I'm finally feeling better - just about 100%. I'd say 98% right now. I still have to clear my throat throughout my day.
Yesterday, I told my mom that I'd take her out for her birthday today since I work on her birthday, Tues. She wanted to go for lunch instead of dinner - so we went to PF Chang's. We had the Vegetarian Lettuce Wraps, Almond and Cashew Chicken, Shrimp w/candied walnuts and the Combo pan fried noodles. Then I dropped her off at GVR so she could pick up the football cards while I went home to drop off our leftovers, and then I drove back and we stayed about an hour to gamble. I donated $20.
I was so tired after that - so I ended up sleeping a few hours. When I got up, I went to the grocery store.

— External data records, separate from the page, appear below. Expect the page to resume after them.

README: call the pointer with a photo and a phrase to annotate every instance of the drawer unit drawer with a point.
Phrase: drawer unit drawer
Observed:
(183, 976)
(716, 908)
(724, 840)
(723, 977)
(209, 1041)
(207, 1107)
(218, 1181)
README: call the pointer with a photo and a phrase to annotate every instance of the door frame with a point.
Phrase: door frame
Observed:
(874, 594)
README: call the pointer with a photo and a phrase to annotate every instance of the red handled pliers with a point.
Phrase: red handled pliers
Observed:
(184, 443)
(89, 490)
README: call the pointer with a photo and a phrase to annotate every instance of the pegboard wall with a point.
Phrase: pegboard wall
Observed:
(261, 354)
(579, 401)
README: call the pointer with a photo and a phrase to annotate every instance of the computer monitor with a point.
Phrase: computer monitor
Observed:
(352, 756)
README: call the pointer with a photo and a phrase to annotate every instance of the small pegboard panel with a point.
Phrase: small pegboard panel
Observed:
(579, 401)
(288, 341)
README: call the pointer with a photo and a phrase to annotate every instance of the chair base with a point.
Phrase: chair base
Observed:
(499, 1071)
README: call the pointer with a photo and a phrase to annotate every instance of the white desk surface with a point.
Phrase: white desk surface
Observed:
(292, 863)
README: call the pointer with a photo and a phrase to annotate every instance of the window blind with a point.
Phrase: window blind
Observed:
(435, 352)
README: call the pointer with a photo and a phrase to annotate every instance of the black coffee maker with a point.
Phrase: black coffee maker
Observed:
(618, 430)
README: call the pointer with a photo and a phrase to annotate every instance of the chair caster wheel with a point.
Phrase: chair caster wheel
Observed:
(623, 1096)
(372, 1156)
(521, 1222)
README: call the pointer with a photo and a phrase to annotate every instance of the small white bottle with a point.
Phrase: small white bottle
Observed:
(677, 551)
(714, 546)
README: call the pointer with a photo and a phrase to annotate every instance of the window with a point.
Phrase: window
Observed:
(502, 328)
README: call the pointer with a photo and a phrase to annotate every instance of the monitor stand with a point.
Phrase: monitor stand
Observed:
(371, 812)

Oh, in the morning I watched the last episode of "Long Vacation". In one part, Senna's teacher told him that he's the kind of person who wouldn't use the word "lonely". And that when he plays the piano, he needs to break through his wall and find someone to play for. It made me think that I may be that type too. It made me wonder why it seems hard for me to fall in love. Some people seem to do it easily, but I either run away or give up too quickly...maybe? When I meet someone that I'm a little attracted to, I don't think about pursuing him or trying to get his attention. What would happen if I did? I guess my thinking is a little old fashioned - I think the man should move first. When we went out last Thurs., one of my co-workers told me that when she first met her boyfriend, she told him, "Just to let you know, you're my new boyfriend"! I thought it was cute...and bold =).
Love and relationships...they take up so much of our energy and time.